Pygmy Wren Babbler     Pnoepyga  pusilla

Etymology:

  • Pnoepyga : Greek Word pnoe– puff;  puge– rump  { Puff Rumped}
  • Pusilla: Latin Word Tiny, very small

Vernacular Names: Naga: Inrui-ba gadeba

Distribution in India: Resident of Himalayas and North East India.

Description: size of 7·5–9 cm;  wt. of 11–15 g. It’s a tiny, almost tailless olive-backed babbler with pale scaling below. It occurs in in two morphs. Nominate race pale morph (“white-scaled”) is greyish olive-brown from crown to rump with slight dark scaling, upperwing is browner with small buffy subterminal spots on scapulars, wing-coverts and tertials. The head-sides are greyish olive-brown, ear-coverts are with indistinct pale shaft streaks. The chin and throat are off-white with narrow grey-brown scaling, breast and belly are off-white, each feather with grey-brown chevron-shaped centre and narrow grey-brown margin producing very scaly effect, flanks are olive-brown with buffy-olive scaling. The iris is dark brown or brown. The bill is blackish, paler below. The legs are pale dull brown. The dark morph (“ochre-bellied”) is olive-brown above with ochre drop on each feather, white below replaced by ochre. Both the sexes are similar. The juvenile is plain above except for warm buff tips of greater wing-coverts and tertials, plain below, whitish throat and belly shading to dark greyish on breast and flanks.

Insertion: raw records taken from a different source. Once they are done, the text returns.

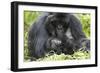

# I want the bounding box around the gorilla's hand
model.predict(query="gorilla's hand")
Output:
[51,38,62,48]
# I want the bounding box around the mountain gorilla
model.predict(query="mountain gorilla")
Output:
[28,12,90,59]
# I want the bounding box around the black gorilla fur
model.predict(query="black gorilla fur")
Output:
[28,12,90,58]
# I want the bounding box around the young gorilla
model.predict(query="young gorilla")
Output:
[28,13,90,58]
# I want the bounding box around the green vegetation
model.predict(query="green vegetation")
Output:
[24,11,90,61]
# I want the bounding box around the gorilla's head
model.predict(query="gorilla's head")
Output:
[45,13,69,38]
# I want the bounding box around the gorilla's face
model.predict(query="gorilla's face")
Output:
[47,13,68,38]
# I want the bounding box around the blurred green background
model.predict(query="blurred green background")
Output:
[24,11,91,61]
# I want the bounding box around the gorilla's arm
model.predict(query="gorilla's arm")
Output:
[69,15,86,40]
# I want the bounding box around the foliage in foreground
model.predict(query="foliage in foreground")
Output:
[37,51,90,61]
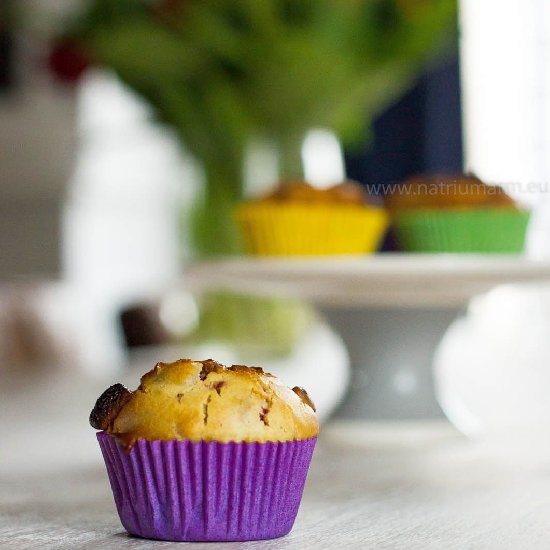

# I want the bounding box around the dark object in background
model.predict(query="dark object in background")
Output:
[120,304,169,348]
[346,58,463,250]
[0,0,14,92]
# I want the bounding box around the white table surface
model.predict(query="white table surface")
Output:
[184,253,550,308]
[0,377,550,550]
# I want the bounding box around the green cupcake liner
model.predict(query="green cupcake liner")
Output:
[393,208,530,253]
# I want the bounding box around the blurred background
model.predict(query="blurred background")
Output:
[5,0,550,474]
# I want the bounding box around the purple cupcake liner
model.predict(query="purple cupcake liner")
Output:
[97,432,317,541]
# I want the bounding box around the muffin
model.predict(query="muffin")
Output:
[385,175,529,253]
[236,181,388,256]
[90,359,319,541]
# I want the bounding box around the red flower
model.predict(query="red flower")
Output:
[48,40,90,84]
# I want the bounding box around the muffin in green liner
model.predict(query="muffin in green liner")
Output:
[393,208,530,253]
[385,174,530,253]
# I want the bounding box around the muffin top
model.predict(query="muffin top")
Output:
[253,181,380,206]
[385,175,516,212]
[90,359,319,449]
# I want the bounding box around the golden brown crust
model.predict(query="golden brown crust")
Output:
[90,384,132,430]
[92,359,319,448]
[385,175,516,212]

Habitat: It is found in floor and understorey of broadleaf evergreen forest, densely vegetated forest ravines, mossy boulders, fallen logs, dense fern growth, luxuriant moss. .It occurs from 1000–2850 m. in Indian Subcontinent descending as low as 200 m in winter.

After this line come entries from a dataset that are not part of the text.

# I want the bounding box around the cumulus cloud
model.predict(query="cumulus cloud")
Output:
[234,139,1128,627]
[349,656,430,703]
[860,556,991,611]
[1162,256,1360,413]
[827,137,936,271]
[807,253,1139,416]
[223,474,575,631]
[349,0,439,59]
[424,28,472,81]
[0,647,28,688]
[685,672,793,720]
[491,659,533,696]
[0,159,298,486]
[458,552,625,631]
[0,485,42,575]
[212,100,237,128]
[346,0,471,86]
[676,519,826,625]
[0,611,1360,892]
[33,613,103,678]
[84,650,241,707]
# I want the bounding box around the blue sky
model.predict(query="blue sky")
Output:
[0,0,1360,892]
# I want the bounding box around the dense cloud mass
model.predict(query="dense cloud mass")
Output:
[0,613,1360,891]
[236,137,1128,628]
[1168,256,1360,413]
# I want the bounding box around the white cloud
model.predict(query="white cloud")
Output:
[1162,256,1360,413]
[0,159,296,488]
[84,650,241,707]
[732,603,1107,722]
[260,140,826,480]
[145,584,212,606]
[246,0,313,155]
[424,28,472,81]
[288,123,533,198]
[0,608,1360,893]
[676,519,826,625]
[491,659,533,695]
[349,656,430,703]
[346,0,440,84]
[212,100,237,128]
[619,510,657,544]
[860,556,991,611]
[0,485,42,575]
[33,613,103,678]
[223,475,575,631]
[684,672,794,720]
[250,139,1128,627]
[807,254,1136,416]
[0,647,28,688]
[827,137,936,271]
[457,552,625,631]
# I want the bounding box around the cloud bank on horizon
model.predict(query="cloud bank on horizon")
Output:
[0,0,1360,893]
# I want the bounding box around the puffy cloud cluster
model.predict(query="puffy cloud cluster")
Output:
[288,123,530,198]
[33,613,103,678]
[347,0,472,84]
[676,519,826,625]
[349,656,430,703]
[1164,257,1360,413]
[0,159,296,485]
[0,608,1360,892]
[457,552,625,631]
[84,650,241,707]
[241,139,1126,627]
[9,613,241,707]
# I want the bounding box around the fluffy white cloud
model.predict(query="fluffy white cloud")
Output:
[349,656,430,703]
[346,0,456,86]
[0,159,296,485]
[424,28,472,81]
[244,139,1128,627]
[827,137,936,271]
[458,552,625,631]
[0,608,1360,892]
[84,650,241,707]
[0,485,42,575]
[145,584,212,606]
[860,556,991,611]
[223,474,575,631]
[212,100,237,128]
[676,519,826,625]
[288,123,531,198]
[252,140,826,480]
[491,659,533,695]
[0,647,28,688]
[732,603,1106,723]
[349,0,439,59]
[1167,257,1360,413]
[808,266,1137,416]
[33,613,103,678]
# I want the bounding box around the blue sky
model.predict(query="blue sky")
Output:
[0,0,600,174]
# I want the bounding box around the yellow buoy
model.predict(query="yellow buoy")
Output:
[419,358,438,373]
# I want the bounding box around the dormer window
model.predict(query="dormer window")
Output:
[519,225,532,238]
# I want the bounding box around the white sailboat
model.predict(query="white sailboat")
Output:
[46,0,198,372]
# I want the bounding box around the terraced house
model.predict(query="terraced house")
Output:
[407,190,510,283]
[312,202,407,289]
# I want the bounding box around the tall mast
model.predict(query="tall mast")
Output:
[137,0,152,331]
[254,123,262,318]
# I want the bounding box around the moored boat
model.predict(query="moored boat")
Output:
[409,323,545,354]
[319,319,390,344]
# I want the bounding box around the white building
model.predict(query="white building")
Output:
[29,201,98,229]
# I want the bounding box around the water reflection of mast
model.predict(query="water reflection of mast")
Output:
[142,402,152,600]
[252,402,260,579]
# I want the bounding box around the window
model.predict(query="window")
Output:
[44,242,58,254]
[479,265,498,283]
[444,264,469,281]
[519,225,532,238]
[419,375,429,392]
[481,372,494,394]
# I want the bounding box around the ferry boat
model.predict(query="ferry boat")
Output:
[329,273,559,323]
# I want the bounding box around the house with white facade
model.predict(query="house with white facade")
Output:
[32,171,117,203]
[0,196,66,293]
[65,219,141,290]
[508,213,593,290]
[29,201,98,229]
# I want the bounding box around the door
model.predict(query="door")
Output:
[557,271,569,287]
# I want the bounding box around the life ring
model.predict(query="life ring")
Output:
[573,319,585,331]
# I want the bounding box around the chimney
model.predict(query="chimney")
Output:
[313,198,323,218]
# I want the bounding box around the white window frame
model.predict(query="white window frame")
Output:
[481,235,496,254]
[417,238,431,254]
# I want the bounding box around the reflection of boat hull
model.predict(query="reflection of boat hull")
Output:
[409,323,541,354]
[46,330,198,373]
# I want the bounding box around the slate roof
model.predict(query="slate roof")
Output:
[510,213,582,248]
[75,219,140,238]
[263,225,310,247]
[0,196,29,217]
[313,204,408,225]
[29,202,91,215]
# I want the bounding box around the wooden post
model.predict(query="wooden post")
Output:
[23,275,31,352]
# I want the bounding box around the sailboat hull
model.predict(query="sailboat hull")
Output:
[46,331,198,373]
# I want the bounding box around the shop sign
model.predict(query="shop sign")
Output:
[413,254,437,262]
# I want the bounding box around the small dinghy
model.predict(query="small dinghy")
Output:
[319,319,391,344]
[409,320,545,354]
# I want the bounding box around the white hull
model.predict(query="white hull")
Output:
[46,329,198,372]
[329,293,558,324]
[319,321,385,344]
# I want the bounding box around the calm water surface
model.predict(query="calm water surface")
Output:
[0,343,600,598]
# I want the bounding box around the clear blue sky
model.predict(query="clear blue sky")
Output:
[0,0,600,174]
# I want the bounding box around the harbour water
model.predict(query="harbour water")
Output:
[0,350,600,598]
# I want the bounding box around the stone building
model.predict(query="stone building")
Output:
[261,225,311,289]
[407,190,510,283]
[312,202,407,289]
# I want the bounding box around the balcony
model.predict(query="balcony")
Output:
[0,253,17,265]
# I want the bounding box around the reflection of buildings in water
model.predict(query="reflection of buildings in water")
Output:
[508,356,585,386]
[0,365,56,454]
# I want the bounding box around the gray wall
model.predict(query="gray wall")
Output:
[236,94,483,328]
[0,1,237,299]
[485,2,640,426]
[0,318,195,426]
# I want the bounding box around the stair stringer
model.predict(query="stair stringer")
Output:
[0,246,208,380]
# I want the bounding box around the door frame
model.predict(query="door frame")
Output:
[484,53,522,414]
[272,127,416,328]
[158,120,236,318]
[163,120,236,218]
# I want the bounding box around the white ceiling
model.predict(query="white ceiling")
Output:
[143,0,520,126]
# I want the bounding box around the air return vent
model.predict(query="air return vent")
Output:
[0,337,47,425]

Food habits: It eats  ants and other small insects, spiders, snails and grubs. It forages on or close to ground among leaf litter, around rotting tree trunks and among tangled vegetation. It occasionally climbs up in trees, keeping to thicker moss-covered branches.

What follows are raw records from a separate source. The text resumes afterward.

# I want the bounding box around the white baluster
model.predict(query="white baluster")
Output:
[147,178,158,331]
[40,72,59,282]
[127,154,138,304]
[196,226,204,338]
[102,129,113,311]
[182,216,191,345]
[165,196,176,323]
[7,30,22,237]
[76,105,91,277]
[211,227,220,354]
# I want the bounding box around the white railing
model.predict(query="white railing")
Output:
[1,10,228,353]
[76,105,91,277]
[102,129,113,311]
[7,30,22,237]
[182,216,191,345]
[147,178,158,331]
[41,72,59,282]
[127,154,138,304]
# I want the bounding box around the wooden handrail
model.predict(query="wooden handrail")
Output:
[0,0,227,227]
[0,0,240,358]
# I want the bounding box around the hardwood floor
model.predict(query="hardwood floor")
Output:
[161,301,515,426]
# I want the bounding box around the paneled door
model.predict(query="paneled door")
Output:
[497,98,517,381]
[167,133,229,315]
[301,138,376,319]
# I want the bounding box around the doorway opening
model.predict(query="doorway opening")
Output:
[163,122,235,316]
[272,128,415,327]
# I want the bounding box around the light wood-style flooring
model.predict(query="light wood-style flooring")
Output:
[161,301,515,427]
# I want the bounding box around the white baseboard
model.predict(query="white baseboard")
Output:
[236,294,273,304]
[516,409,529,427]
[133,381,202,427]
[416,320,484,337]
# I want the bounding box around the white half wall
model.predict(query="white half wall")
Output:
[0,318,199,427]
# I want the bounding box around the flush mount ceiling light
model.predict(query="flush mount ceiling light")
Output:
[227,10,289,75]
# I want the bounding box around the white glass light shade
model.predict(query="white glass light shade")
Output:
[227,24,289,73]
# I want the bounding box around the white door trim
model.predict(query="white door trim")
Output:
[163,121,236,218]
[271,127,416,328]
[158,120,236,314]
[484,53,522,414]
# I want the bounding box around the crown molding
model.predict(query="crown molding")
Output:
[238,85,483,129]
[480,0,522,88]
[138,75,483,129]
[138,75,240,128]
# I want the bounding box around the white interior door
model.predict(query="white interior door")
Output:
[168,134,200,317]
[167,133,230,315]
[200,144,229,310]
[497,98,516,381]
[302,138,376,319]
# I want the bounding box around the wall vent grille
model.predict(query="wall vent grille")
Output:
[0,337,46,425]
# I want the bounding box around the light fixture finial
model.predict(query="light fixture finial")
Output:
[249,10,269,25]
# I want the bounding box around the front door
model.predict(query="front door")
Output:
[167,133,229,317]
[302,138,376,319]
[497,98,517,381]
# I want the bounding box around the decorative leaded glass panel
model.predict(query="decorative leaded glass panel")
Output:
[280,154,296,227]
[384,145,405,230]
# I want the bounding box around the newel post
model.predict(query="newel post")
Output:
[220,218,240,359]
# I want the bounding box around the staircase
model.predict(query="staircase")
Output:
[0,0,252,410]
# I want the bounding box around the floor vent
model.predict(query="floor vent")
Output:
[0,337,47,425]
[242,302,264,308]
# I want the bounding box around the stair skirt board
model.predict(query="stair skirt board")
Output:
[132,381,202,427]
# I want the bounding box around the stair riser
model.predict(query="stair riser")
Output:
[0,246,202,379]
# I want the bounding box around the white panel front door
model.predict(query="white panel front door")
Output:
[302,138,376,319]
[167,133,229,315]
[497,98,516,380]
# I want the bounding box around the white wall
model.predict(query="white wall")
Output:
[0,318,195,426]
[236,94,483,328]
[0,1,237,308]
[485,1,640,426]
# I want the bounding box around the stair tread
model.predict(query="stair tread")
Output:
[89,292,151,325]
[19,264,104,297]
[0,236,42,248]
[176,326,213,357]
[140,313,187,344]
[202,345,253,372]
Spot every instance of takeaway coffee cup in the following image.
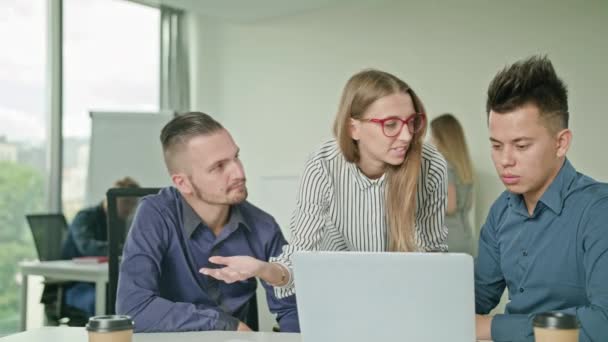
[86,315,133,342]
[532,312,578,342]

Breeding habits:  They breed in Mar–Sept .The nest is built by both sexes. The nest is a small ball of moss, rootlets, bark shreds and leaf skeletons, or a built-in structure made of long strands of brilliant green moss, the inner strands compactly and firmly woven to form tiny cup, both well lined with black or other rootlets and fibres , placed in moss, orchids, ferns or creepers hanging down tree trunks, vertical rocks, fallen log, bank by trail or upturned tree roots. They lay a clutch of 2–6 eggs.